WOLA: Advocacy for Human Rights in the Americas

(AP Photo/Isabel Mateos)

16 Oct 2019 | News

Mexican Authorities Must Guarantee Protection of Extracontinental and Caribbean Migrants

Washington, DC—Today, the Citizens’ Council of Mexico’s National Migration Institute (Consejo Ciudadano del Instituto Nacional de Migración, CCINM) released a statement expressing its concern for the situation of extracontinental and Caribbean migrants at Mexico’s southern border. In the context of growing humanitarian and security concerns for these migrants, the Council urged Mexican migration authorities to develop an appropriate, humanitarian-focused response that guarantees migrants’ human rights.

“As seen in the past, whenever migration policy becomes more restrictive, the human cost rises considerably… When access to regularization is cut off, more people fall victim to corruption as well as abuses by smugglers and traffickers.

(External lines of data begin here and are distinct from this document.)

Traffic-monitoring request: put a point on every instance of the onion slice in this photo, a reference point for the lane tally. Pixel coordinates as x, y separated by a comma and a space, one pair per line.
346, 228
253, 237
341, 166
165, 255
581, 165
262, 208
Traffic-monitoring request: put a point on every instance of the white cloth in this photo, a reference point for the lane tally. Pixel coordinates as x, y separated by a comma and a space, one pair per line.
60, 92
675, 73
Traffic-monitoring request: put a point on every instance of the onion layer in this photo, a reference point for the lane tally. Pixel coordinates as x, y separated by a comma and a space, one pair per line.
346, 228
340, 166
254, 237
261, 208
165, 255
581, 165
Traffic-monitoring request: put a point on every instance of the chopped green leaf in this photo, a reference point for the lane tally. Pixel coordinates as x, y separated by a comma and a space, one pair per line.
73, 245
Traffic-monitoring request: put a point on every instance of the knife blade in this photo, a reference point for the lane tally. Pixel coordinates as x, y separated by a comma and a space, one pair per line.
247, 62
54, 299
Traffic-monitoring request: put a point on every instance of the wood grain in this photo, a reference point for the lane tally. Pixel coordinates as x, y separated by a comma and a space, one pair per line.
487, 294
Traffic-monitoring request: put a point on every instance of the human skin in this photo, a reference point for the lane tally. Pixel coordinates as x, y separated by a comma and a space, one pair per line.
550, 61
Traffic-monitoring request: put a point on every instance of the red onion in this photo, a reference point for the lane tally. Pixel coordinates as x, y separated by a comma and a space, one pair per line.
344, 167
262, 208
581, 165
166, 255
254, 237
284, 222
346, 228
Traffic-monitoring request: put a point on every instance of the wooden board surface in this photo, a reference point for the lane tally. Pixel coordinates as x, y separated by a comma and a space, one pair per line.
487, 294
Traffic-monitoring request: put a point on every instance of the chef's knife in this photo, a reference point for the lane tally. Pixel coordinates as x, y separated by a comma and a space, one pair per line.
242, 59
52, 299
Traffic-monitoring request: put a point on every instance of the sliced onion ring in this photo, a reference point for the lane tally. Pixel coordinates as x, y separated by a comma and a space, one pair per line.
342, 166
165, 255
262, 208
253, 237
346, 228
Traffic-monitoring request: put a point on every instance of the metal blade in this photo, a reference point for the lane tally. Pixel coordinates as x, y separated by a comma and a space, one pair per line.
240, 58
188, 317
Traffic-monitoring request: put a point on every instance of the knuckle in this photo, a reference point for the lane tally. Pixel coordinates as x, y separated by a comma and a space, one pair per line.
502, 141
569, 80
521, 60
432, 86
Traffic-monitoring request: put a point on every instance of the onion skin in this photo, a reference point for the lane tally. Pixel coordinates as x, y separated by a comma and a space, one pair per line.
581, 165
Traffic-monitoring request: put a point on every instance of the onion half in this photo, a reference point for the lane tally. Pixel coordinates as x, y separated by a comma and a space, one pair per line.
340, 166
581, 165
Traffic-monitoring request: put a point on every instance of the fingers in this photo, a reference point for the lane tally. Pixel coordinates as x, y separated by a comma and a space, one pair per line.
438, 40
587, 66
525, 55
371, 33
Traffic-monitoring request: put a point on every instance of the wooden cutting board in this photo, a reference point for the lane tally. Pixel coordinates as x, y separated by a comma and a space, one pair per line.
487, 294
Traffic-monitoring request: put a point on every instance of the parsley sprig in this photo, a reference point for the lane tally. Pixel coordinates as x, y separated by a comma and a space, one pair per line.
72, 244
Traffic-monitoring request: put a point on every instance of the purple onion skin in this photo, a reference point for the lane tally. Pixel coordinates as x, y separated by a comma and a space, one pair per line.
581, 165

As a result, the vulnerability of undocumented persons in Mexico increases,” reads the statement. “This is exactly what we saw on October 11 in Puerto Arista, Chiapas, when a group of people opted to migrate irregularly by sea, resulting in the fatal death of at least two individuals from Cameroon.”

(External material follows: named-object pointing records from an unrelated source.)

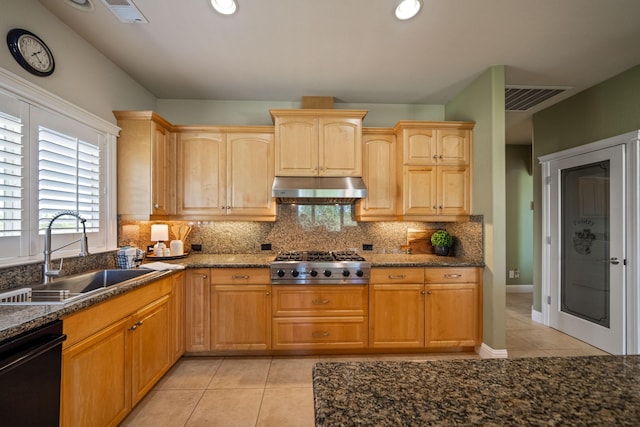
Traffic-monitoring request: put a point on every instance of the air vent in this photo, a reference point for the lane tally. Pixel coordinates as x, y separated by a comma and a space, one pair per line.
524, 98
126, 11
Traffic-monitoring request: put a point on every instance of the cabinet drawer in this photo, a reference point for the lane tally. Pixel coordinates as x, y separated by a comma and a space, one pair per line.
318, 333
397, 275
239, 276
451, 275
292, 301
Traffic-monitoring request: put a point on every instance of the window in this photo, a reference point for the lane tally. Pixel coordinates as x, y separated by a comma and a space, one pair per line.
53, 158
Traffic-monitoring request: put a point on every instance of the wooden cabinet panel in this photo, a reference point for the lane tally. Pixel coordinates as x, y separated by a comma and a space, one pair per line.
241, 317
197, 310
151, 350
397, 315
293, 301
452, 315
96, 379
314, 333
379, 174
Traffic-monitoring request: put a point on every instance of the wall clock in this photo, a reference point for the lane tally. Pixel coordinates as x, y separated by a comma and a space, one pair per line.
30, 52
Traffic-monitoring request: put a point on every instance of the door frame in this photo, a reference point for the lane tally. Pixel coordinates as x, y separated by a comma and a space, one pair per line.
631, 141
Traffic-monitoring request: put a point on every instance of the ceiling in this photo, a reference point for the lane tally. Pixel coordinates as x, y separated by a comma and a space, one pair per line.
357, 52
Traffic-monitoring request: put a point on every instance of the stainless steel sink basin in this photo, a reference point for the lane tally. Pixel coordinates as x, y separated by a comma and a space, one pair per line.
72, 288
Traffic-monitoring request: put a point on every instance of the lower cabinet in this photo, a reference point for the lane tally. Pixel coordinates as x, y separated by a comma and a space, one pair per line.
425, 307
240, 309
313, 317
114, 353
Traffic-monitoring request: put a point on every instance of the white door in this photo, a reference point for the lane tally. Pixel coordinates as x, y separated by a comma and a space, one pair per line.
587, 247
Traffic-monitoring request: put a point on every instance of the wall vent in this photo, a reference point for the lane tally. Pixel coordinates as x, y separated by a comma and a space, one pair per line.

The statement calls on the Mexican government to make use of the various tools at its disposal to respond to this crisis and provide assistance to victims. According to the Council, this includes granting certain migrants temporary stay in the country based on humanitarian reasons. “The Citizens’ Council urges the National Migration Institute to provide the necessary assistance to the survivors of these unfortunate events and their families,” reads the statement. “In the same vein, we urge the Institute to consider granting the ‘Stay for Humanitarian Reasons’—outlined in the Law on Migration—to the survivors of the shipwreck and other extracontinental migrants stranded at the southern border.”